THE Brumby Government has backed Victoria Police's infiltration of activist and community groups, rejecting calls for greater scrutiny of covert police operations.

Police Minister Bob Cameron said the internal police controls covering the secret activities of the Security Intelligence Group were sufficient. "There is appropriate oversight in place as Deputy Chief Commissioner Simon Overland outlined last week," he said.

The activities of the intelligence unit are overseen by Mr Overland, another senior officer and two retired magistrates.

State Opposition Leader Ted Baillieu, the Law Institute of Victoria, Liberty Victoria and numerous community and protest groups have called for the covert activities of police to be supervised by an external body such as a parliamentary committee.

Their calls came after The Age revealed this month that a covert police officer had infiltrated groups such as Animal Liberation Victoria, Stop the War Coalition, Unity for Peace and Socialist Alternative over two years.

The officer also played a key role in the organising committee for the annual Palm Sunday peace rally in Melbourne. The non-violent event has widespread support and is organised by church groups, doctors, unions and students.

The Government and Victoria Police have received letters of complaint from protest group members who claim that police spying is an infringement of their civil liberties.

Mr Cameron ruled out Victoria following the lead of the US state of Maryland, which this year held an inquiry after it was revealed police had infiltrated anti-war and anti-death penalty groups. The inquiry resulted in the Maryland police department announcing it would no longer spy on law-abiding protest groups.

The Maryland infiltration was discovered through documents released under US freedom of information laws.

Mr Cameron, who is acting Attorney-General while Mr Hulls is on leave, also defended the Government against criticism of amendments it made to the Freedom of Information Act in 2006 that allow police to keep secret all documents created by its covert and intelligence unit.

These include intelligence reports on people who may not have committed any crimes, and which can be kept by police for an indefinite period.
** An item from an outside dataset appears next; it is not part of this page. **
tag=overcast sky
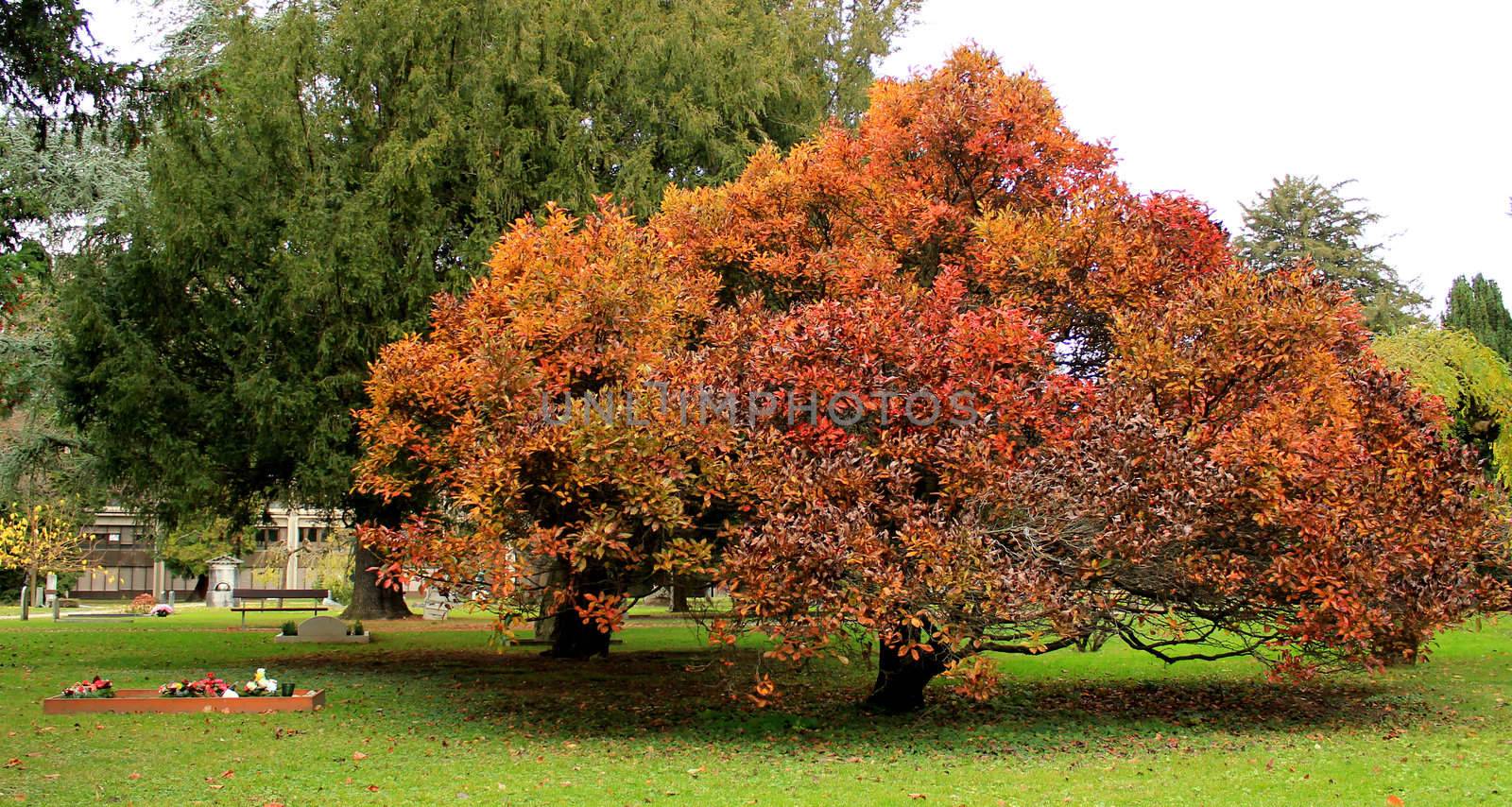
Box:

"It is appropriate for the purposes of police work that material related to investigations remains secure," Mr Cameron said.

He said the 2006 changes were a "technical clean-up" of the FOI Act and that police intelligence documents had always been exempt from release.

Mr Overland recently told The Age that the police had specifically requested the 2006 FOI changes in order to stop people requesting information from the covert and intelligence unit.